Apple’s One-Size-Fits-All Fitness Tracking Is Misguided

I wrote yesterday about how the Apple Watch has accuracy issues when used as a fitness tracker. A number of people – including myself – are seeing their heart rate recorded incorrectly; the calorie calculation is simply wrong; and “exercise” minutes aren’t counted correctly.

Activity rings

As Apple says, the Exercise ring in the Activity app:

“displays how many minutes of brisk activity you’ve completed towards a goal of 30 minutes. Every minute of movement that equals or exceeds a brisk walk, whether it’s working out or playing with your kids, counts toward your Exercise goal.”

Brisk walk

The problem is that these “active minutes” don’t count for everyone, nor in every type of activity.
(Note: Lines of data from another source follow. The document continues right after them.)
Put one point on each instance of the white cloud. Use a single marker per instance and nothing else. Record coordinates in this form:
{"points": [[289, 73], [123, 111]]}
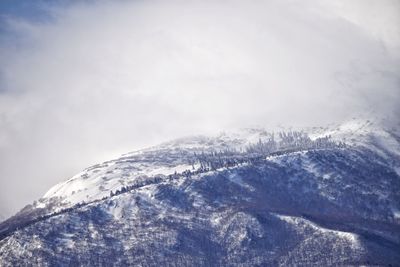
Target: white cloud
{"points": [[106, 77]]}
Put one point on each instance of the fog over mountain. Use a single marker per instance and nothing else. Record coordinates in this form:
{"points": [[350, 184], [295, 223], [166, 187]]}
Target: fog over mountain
{"points": [[85, 81]]}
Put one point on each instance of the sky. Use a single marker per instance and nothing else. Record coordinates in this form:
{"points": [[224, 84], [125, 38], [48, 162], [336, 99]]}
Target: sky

Some users have speculated that active minutes get counted when you heart rate is in the aerobic zone; this is certainly not the case, since I’ve had active minutes count when walking in a supermarket, watering the lawn, and when walking at a normal, non-brisk pace. But on my treadmill, at 3.6 mph, some minutes count as active, others don’t. When walking outside, at roughly 4 mph, I see the same thing. In a walk last night, six minutes out of 21 counted as active, even though my pace was steady.

Apple says that heart rate is not the only metric they use:

“Heart rate is just one of many factors that Apple Watch uses to measure your activity and exercise. Depending on your workout, it selects the most appropriate inputs for that activity. For example, when you’re running indoors, it also uses the accelerometer. When you’re cycling outdoors, it uses the GPS in your iPhone. And even when you’re not in a dedicated workout, it tracks how much you move each day.”

The problem with active minutes is that, for many people, it’s not easy to reach Apple’s threshold of activity. A reader commented on my article yesterday, saying that he has atrial fibrillation, and takes beta blockers. As such, his heart rate stays low, and no matter what he does, it won’t count as exercise if Apple is using the heart rate as the main metric, or even uses it in conjunction with other metrics.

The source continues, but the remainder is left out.